Next, we describe the different existing methods for feature selection that we use in our proposed scheme. These methods were carefully chosen to encompass the primary feature selection strategies, each employing distinct measures and criteria to evaluate the relevance of features³¹.

Filter methods

The filter-based methods evaluate correlations between features and the class label, and feature-to-feature or mutual information. They assess intrinsic properties of features independently of the classifier employed, offering simplicity and success across numerous applications through the utilization of a relevance criterion and a selection threshold³⁰. Here, we introduce several filter methods utilized in our experiments, organized based on the relevance criterion:

These methods utilize correlation measures between features with or without considering class membership. The principal methods selected for our experimentation include:

Multi-Class Feature Selection (MCFS): An unsupervised feature selection method that assesses correlations between features independently of the class label²⁹. It operates as a correlation-based feature selection method (CFS) for multi-class problems, leveraging Eigenvectors and L1-regularization.

Correlation-based Feature Selection (CFS): A method based on correlation that evaluates the pairwise correlation of features and identifies relevant features that exhibit low dependence on other features. The ranking is accomplished through a heuristic search strategy³².

The Relief-F Algorithm: is one of the six extensions of the relief algorithm. It is applied in multi-class problems and estimates the relevance of features to separate between all pairs of classes. It is the best approach, and it can provide results when stopped but it yields to better results with extended time and data³³.

These methods build a graph model of the features to keep the relevant ones.

Laplacian: is based on Laplacian Eigenmaps and the Locality Preserving Projection³⁴. Utilizing a nearest neighbor graph to model the local geometric structure of the data, it identifies relevant features that preserve the local structure based on their Laplacian Score.

Infinite Latent Feature Selection (ILFS): it performs feature selection using a probabilistic latent graph that considers all the feature subsets³⁵. Each subset is represented by a path that connects the included features. The relevancy is determined as an abstract latent variable evaluated through conditional probability. This approach enables weighting the graph based on the importance of each feature.

These methods acknowledge the manifold structure, whether the class membership of the features is known or not.

MUTual INFormation Feature Selection (Mutinffs): is a method predicated on mutual information as a criterion of correlation³⁶. Mutual information serves as an invariant measure of statistical independence, capable of quantifying various relationships between feature-feature or features-class, including non-linear ones, thereby yielding a relevant subset of features.

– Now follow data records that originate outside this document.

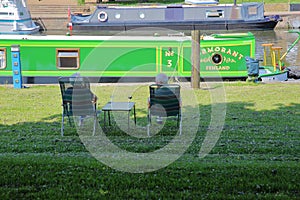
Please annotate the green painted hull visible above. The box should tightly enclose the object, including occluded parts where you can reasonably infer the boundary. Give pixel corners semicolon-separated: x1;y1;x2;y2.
0;33;255;78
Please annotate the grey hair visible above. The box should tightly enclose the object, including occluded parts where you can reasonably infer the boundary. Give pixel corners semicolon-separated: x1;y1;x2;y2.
155;73;168;84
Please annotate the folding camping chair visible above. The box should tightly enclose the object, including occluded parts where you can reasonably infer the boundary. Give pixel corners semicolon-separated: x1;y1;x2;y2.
147;84;182;136
58;77;97;136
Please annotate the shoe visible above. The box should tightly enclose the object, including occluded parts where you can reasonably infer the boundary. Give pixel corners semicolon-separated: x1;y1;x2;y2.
156;116;162;124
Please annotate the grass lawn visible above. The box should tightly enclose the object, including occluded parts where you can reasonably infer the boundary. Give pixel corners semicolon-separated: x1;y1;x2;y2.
0;82;300;199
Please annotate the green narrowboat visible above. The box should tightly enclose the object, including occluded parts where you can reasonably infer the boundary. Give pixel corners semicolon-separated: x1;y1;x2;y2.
0;32;255;82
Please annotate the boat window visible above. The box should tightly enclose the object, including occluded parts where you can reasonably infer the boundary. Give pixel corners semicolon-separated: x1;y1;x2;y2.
0;49;6;69
206;10;224;18
56;49;79;69
248;6;258;16
0;12;14;16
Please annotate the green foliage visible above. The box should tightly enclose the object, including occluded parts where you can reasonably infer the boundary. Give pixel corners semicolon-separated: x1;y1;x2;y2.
0;82;300;199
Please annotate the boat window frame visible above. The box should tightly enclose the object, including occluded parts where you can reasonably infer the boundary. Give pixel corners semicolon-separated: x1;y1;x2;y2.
56;48;80;70
205;9;225;19
0;47;7;70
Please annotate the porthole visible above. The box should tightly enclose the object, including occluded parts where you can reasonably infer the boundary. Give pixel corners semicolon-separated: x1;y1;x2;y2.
211;53;223;65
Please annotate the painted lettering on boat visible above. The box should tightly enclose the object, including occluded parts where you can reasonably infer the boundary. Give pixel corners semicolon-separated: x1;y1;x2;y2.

Unsupervised Discriminative Feature Selection (UDFS): seeks to select the most discriminative features using discriminative analysis and l2 1-norm minimization³⁷. It considers the manifold structure of data based on the local discriminative information, as the class label is not used in the classification training.

Wrapper methods

A wrapper method explores the feature subset by considering the classification performance as an objective function³⁰. It incrementally constructs the feature subset by iteratively adding and removing features to optimize the objective function and achieve the best classification performance.

Feature Selection with Adaptive Structure Learning (FSASL): is an unsupervised learning approach that seeks to identify the most relevant features while preserving the intrinsic structure of the data. As such, it simultaneously conducts feature selection and data structure learning³⁸. FSASL leverages a matrix of Euclidean Distance induced probabilistic neighborhood for global manifold and induced Laplacian for local manifold to achieve this objective.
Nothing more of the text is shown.